The wife bought Jot's off the forum,more for work really,but I have sort of borrowed it


----------



## rodiow (Nov 6, 2004)

had to find a new picture hosting site bit of a test hope it works


----------



## rodiow (Nov 6, 2004)

.....well I can see it can anybody else please? ,its an old foreigin looking key wound pocket watch from 1895


----------



## AlexR (May 11, 2003)

I see it now,could not a minute ago


----------



## rodiow (Nov 6, 2004)

thanks Alex ,I hope this new picture hosting site wont go tits up like the last site I found


----------



## adrian (May 23, 2004)

I can see it. Very nice. Is it a silver case?


----------



## Stan (Aug 7, 2003)

21;12 and it's still there Rod. How old do you reckon it is?


----------



## rodiow (Nov 6, 2004)

...oh good thanks chaps looks like im back in bizznes with the photos, that pocket watch is 110 years old







still goin too ! its silver cased and lovely bet it could tell some stories eh?


----------



## Mrcrowley (Apr 23, 2003)

Very nice.

Looks(design wise) like one my mum has. Lager though - yours that is.


----------



## rodiow (Nov 6, 2004)

Mrcrowley said:


> Lager though - yours that is.










....ooooo I say thank you kind sir.....


----------



## Mrcrowley (Apr 23, 2003)

rodiow said:


> Mrcrowley said:
> 
> 
> > Lager though - yours that is.
> ...


 You're welcome


----------



## rhaythorne (Jan 12, 2004)

Well, dunno about about anybody else, but I like the "Vintage Sunday" idea so much I'm going to continue with it. I've got too many old(ish) watches that never seem to to get worn so this gives me a perfect opportunity to give them a day out









Not quite Sunday yet but I've just cranked up this old one (started on first wind) and changed the gold fixoflex bracelet for a nice lizard style leather strap:

*OSCO 15-jewel*










No idea how old it is. The 15-jewels, sub-seconds dial 30mm case width and 16mm lugs make me think 1940's but the dial design suggests 50's or 60's to me. Who knows


----------



## Stan (Aug 7, 2003)

Nice one Rich, vintage for Sunday it is then.
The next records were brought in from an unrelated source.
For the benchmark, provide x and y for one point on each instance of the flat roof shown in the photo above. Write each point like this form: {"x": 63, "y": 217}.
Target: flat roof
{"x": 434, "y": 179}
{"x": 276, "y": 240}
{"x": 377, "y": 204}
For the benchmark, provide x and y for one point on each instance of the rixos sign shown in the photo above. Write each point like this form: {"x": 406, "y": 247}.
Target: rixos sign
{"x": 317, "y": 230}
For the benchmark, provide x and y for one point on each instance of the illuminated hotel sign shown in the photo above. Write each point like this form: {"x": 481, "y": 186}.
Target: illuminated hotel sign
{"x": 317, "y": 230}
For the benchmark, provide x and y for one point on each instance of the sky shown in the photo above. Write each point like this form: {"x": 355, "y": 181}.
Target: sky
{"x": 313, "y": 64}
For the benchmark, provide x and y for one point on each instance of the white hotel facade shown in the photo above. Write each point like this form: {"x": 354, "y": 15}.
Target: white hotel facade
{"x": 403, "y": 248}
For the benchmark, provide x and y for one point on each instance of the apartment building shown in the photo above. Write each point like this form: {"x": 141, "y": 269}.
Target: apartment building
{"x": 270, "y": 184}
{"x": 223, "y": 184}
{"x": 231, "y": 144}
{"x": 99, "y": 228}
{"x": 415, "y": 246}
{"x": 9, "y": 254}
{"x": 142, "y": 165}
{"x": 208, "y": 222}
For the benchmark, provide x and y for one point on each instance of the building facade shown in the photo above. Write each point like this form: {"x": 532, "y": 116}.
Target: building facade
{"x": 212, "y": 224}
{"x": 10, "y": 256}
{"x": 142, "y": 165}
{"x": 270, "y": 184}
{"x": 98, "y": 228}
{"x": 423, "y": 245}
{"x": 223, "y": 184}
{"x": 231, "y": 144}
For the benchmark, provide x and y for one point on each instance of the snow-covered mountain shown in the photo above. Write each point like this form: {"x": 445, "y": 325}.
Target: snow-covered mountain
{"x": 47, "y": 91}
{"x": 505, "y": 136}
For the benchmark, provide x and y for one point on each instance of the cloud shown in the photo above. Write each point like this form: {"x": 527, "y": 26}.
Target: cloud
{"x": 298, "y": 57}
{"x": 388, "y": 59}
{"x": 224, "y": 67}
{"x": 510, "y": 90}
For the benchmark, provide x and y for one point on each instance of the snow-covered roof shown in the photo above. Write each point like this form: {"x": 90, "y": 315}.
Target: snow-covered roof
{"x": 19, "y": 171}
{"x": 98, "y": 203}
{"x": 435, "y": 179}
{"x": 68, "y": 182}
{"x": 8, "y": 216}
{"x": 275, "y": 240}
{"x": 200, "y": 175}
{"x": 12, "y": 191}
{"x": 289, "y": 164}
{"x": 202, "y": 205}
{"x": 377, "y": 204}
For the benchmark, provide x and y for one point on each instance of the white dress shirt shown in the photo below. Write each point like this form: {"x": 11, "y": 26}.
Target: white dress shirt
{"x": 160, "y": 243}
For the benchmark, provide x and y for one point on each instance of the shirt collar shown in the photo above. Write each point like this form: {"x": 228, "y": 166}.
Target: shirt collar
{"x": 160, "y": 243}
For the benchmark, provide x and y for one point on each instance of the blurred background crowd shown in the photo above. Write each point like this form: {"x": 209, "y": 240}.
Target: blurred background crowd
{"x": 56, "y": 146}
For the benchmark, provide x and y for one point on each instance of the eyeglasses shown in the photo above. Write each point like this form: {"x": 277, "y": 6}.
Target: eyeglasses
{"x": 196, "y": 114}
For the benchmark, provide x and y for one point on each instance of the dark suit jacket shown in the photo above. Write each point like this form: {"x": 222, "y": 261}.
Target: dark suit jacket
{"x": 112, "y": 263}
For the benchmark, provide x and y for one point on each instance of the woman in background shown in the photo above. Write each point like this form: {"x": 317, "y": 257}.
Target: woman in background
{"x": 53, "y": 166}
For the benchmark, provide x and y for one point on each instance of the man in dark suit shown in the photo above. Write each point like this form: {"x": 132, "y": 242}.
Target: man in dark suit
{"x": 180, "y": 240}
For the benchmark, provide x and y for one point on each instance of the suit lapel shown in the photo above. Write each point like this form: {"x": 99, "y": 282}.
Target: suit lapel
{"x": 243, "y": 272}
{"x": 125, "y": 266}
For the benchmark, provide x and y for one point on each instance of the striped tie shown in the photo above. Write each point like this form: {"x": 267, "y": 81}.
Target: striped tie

I'm going out tonight so I'm going to wear the Rado but tomorrow I've got a mind to wear this.


----------



## Fred (Feb 23, 2003)

Go on then, i'll join in, fred


----------



## JoT (Aug 12, 2003)

Airman Special (17j AS1701)


----------



## pg tips (May 16, 2003)

working tomorrow, do I take the vintage poljot instead of the seiko for a change if I promise myself to look after her?


----------